National performance advisor Russell Mark said it helps the swimmers master aspects of their technique such as their starts and turns.

Aaron Dziver, one of the coaches behind Canadian synchronized diving bronze medalists Meaghan Benfeito and Roseline Filion, is also a fan of VideoPix.

"We can look at the actual technique we're trying to modify in the diver and very quickly show them what they're doing and have them try to focus on a corrected execution," he said.

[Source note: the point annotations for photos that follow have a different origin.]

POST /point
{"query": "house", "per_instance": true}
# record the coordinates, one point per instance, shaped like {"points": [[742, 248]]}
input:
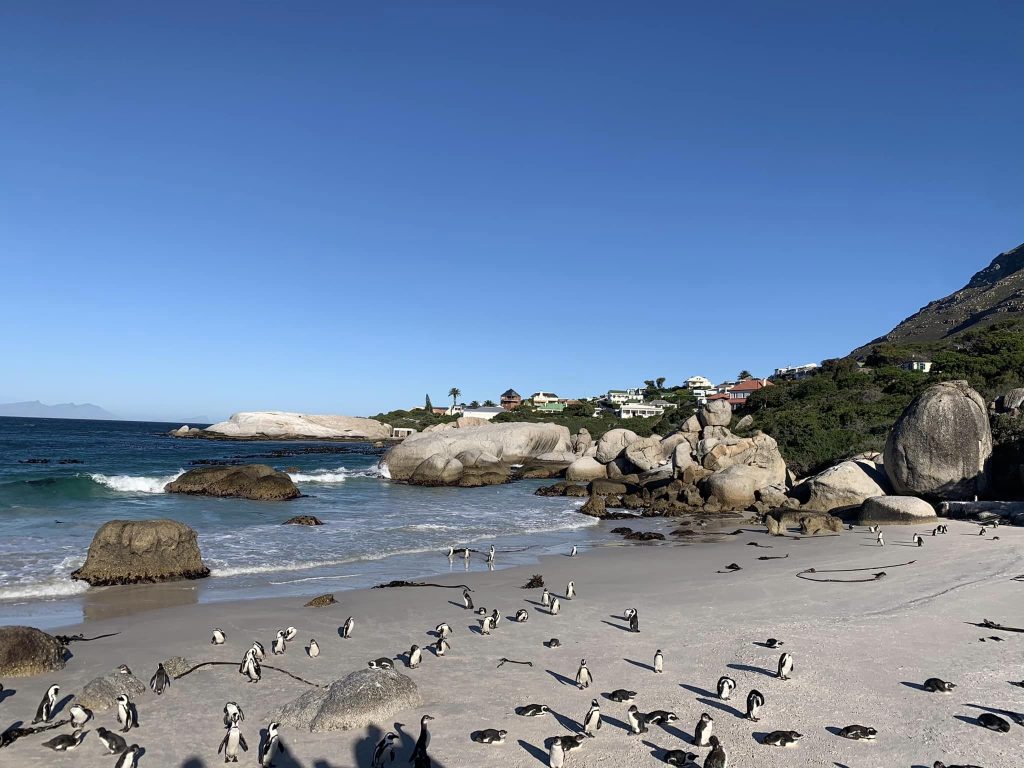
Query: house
{"points": [[641, 410], [510, 399]]}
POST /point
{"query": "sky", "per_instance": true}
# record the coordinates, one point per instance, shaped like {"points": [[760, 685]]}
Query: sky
{"points": [[339, 207]]}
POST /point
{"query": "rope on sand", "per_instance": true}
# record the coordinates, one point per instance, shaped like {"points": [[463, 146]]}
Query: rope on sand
{"points": [[232, 664]]}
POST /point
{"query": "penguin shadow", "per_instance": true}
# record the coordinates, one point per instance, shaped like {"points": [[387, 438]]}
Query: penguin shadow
{"points": [[722, 706], [749, 668]]}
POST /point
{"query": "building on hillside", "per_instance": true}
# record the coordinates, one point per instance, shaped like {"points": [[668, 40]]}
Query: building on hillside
{"points": [[641, 410], [510, 399]]}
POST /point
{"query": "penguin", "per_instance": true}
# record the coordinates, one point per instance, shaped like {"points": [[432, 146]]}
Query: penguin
{"points": [[755, 700], [784, 667], [637, 724], [280, 644], [79, 715], [937, 685], [415, 656], [488, 736], [858, 733], [584, 678], [420, 758], [230, 743], [717, 758], [115, 744], [701, 733], [45, 710], [66, 741], [160, 681], [126, 714], [781, 738], [232, 714], [531, 711], [993, 722], [384, 750], [269, 745], [129, 759], [725, 687], [592, 722]]}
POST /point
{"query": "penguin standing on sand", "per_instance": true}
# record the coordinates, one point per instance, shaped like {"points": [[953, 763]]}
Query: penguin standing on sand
{"points": [[592, 723], [45, 710], [584, 678]]}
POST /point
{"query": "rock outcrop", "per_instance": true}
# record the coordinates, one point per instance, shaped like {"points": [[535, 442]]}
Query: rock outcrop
{"points": [[940, 445], [142, 551], [256, 481], [363, 697], [26, 651]]}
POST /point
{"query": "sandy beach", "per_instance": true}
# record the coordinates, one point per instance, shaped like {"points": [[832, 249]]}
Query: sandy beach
{"points": [[861, 650]]}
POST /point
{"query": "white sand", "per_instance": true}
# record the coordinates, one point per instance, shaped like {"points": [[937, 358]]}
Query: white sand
{"points": [[855, 645]]}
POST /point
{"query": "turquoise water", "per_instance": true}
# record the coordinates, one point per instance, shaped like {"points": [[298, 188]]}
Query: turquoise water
{"points": [[375, 530]]}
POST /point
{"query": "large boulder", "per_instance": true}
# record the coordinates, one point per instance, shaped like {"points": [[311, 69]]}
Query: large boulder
{"points": [[510, 443], [26, 651], [142, 551], [363, 697], [845, 484], [940, 445], [256, 481], [895, 510], [613, 442]]}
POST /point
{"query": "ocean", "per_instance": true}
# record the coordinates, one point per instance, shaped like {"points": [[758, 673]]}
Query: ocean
{"points": [[61, 479]]}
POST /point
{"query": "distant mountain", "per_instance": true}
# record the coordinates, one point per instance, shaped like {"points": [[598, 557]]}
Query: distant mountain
{"points": [[37, 410], [996, 293]]}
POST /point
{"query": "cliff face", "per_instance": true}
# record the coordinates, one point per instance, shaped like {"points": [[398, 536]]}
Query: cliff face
{"points": [[994, 293]]}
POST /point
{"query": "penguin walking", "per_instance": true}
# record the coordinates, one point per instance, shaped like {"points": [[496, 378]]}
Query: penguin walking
{"points": [[592, 723], [127, 717], [784, 666], [160, 681], [701, 733], [269, 745], [45, 710], [755, 700], [584, 678], [384, 751], [230, 743], [420, 758]]}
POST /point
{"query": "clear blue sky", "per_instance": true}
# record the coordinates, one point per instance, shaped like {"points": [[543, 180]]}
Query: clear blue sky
{"points": [[339, 207]]}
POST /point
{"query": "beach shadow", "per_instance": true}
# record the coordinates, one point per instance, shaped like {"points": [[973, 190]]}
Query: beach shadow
{"points": [[748, 668], [641, 665], [537, 752], [723, 707]]}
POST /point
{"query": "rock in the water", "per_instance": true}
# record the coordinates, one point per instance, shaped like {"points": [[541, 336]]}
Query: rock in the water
{"points": [[940, 445], [142, 551], [846, 484], [26, 651], [256, 481], [895, 510], [365, 696], [101, 692], [303, 520]]}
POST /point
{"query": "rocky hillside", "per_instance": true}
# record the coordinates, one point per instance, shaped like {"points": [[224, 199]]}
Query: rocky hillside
{"points": [[994, 293]]}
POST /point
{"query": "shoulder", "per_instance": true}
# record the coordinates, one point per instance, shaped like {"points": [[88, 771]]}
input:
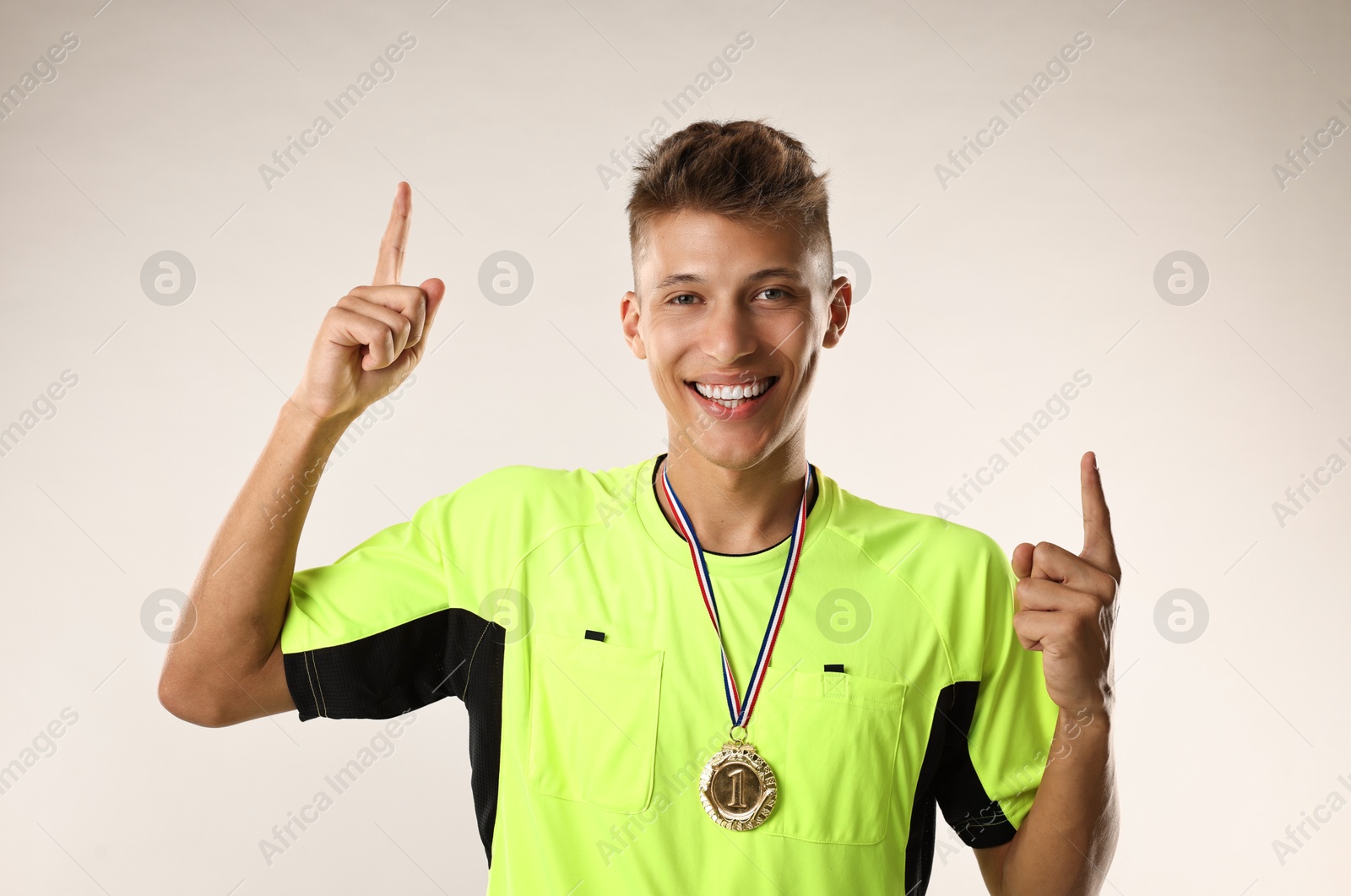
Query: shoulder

The U.S. trampoline and tumbling team used a free iOS app called Instant Replay Camera, while the coaches of the U.S. Olympic diving team uses one called PowerChalk. Diving coach Drew Johansen credits PowerChalk for being "a huge part of our synchronized teams winning medals.”

Unlike the aforementioned apps, PowerChalk comes in PC, Mac and Android versions in addition to the iPhone and iPad. Reportedly also used by major league baseball teams, Powerchalk has a free limited version and a pro version costing $10 a month.

The Training's The Thing

There are nearly 14,000 consumer fitness apps by one estimate - and that's just on iOS. So there's no shortage of fitness promising to help you build the body of an Olympian. But here are some of the ones actually used by Olympians.

TrainingPeaks bills itself as the "the ultimate training & nutrition software." It comes in both athlete and coach editions, and lets users upload data such as heart rate and power from their workouts from nearly 100 digital devices, or type them into any Web-enabled computer, smartphone or tablet.

TrainingPeaks is used by Gwen Jorgensen, who finished 38th in the triathlon for the U.S., and Sarah Haskins, an American triathlete who competed in Beijing and just missed out on qualifying for London.

Another app, MapMyRide, is used by U.S. Olympic cyclists to help plan practice rides and record their training logs, one U.S. national coach told Reuters. The app comes in free and $2.99 versions and runs on iPhone, Android phones and BlackBerries equipped with GPS.

To ensure that they recover from those bodybreaking workouts, some Olympians use sleep monitoring gadgets that track how much they move at night, which translates to a sleep score displayable on an Android or iOS device.  The U.S. Olympics women's cycling team used the Zeo Sleep Manager Mobile app. As someone who's had trouble sleeping well recently - which, ironically, may be caused by my iPhone - I'm strongly considering the Zeo.

U.S. men's cyclists, meanwhile, were reportedly using Dexcom glucose monitors in conjunction with a mobile app to track their blood sugar levels.

Are there are any other training or fitness apps that you've used that you would recommend?